What We Know (and What We Don’t) About CBD


There has been a mammoth increase in the use of CBD for a myriad of mental and physical conditions. More people than ever are asking questions about this newly discovered wonder of nature. Indeed, the need for high quality definitive research is greater than ever.

In response to patient inquiries, just this month, the Mayo Clinic published a review of the latest research in Mayo Clinic Proceedings.

Not surprisingly, the review finds a growing body of evidence to support the use of CBD oils for many conditions. It additionally suggests that CBD has a potential role for treating challenging chronic pain or opioid addiction.

The review provides an overview of the distinction between hemp and marijuana as well as the current legal status of CBD and hemp, and a guide to identifying high-quality products.

“There are many intriguing findings in pre-clinical studies that suggest CBD and hemp oil have anti-inflammatory effects and may be helpful with improving sleep and anxiety,” says Brent Bauer, M.D., an internist and director of research for the Mayo Clinic Integrative Medicine program. “But trials in humans are still limited, so it is too early to be definitive about efficacy and safety.”

Doctors Encouraged to Communicate with Patients about CBD

The review clearly acknowledges the need for more research on human subjects.

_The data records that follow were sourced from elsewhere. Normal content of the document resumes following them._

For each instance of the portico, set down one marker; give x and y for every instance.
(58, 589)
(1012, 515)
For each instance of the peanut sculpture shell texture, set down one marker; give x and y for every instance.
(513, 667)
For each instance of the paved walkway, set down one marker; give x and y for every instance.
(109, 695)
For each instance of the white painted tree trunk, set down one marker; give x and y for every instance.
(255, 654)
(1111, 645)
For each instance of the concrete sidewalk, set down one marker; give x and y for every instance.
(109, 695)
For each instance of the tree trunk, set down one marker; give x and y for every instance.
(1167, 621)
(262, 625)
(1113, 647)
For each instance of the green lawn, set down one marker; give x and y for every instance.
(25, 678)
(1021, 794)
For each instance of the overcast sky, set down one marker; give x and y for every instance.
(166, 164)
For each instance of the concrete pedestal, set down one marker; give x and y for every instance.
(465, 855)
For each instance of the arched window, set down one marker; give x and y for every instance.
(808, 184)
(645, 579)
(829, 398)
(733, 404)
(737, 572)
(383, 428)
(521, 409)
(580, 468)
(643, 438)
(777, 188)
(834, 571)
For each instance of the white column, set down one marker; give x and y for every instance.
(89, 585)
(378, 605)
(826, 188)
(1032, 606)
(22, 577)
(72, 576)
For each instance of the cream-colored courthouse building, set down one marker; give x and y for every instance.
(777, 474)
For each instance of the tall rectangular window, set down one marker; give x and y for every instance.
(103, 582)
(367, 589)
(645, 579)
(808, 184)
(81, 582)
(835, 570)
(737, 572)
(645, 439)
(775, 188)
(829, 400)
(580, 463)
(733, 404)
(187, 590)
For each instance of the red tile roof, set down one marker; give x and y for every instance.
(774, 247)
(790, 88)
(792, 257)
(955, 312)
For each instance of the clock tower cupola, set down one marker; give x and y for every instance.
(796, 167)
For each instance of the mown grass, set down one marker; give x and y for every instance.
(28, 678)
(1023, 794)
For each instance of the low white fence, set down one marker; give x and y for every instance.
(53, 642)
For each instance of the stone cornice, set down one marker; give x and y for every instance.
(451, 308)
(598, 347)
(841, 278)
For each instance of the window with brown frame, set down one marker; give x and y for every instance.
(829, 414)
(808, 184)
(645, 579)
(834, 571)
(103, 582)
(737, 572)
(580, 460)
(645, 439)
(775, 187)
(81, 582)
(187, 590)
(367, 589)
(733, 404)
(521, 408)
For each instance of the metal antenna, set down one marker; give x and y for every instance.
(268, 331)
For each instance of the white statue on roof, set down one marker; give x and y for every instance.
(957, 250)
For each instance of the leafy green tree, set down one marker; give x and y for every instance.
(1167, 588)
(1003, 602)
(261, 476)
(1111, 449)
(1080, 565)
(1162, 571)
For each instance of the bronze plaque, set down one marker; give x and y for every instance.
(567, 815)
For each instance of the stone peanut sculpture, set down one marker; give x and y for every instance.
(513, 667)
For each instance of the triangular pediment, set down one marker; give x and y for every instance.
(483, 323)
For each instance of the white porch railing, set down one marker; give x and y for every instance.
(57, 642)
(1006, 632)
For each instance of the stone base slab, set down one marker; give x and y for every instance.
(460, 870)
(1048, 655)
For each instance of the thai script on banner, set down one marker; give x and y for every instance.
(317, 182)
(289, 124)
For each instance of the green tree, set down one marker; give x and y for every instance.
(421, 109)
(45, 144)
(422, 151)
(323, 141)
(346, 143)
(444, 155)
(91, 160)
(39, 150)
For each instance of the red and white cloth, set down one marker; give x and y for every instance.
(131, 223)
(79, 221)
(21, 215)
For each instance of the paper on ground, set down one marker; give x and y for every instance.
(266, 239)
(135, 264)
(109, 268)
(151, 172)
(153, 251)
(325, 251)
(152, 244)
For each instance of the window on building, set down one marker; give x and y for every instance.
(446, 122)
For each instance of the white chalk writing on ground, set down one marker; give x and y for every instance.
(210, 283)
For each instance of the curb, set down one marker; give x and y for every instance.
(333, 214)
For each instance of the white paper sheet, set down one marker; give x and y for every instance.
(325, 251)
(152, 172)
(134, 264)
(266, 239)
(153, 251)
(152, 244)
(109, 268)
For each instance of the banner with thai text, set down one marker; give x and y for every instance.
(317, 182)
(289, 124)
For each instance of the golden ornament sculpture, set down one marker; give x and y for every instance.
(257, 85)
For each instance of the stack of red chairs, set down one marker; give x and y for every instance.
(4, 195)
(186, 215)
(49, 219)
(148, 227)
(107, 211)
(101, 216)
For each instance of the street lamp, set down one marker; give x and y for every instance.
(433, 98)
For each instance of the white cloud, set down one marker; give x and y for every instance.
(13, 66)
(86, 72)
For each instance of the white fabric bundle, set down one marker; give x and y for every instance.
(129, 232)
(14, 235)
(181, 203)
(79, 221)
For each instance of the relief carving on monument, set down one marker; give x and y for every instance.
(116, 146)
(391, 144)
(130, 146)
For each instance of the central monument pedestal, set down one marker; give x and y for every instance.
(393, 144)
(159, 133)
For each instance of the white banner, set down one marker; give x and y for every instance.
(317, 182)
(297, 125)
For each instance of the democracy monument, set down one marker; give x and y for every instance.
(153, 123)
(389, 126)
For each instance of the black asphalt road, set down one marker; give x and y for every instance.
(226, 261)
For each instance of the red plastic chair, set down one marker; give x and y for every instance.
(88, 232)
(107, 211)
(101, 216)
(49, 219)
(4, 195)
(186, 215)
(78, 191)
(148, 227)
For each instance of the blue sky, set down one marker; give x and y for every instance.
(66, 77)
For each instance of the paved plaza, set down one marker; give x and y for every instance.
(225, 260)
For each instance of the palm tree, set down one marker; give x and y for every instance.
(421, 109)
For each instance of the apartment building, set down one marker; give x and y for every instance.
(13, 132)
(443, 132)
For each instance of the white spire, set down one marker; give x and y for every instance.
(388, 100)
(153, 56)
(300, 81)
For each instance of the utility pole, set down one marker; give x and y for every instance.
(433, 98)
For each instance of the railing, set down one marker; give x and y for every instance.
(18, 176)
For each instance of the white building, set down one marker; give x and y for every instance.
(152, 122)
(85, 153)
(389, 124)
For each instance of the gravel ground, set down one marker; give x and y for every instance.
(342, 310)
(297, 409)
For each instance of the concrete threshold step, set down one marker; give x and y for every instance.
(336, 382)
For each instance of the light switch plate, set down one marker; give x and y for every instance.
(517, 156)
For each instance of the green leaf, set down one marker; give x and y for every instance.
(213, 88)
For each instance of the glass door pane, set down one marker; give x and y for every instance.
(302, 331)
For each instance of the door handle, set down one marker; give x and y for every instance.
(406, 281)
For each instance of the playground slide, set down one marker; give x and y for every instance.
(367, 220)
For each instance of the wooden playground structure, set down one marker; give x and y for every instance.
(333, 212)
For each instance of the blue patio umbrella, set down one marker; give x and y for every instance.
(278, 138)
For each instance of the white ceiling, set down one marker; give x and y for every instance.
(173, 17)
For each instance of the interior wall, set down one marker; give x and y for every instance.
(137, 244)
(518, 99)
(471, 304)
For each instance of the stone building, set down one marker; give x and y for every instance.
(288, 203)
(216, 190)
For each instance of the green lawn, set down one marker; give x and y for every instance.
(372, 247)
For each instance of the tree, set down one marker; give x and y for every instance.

However, the authors advise doctors to work with patients who are interested in using CBD.

“We encourage physicians to not disregard patients’ interest in these therapies and instead to retain clinical curiosity as well as healthy skepticism when it comes to attempts to explore new options, especially in the context of curbing addiction and opioid overuse. Our hope is that this article will inspire physicians to continue to educate both patients and themselves about alternative therapies utilized by growing numbers of the public, with the example of CBD and hemp oils in particular as it continues to come to the forefront of public interest.”

The Main Area of Promise

The Mayo Clinic Proceedings review acknowledges that one of the biggest challenges in healthcare today is combating opioid abuse. While the focus is on reducing the number of opioid prescriptions and abuse, there is an increasing interest in more treatment options for patients in pain.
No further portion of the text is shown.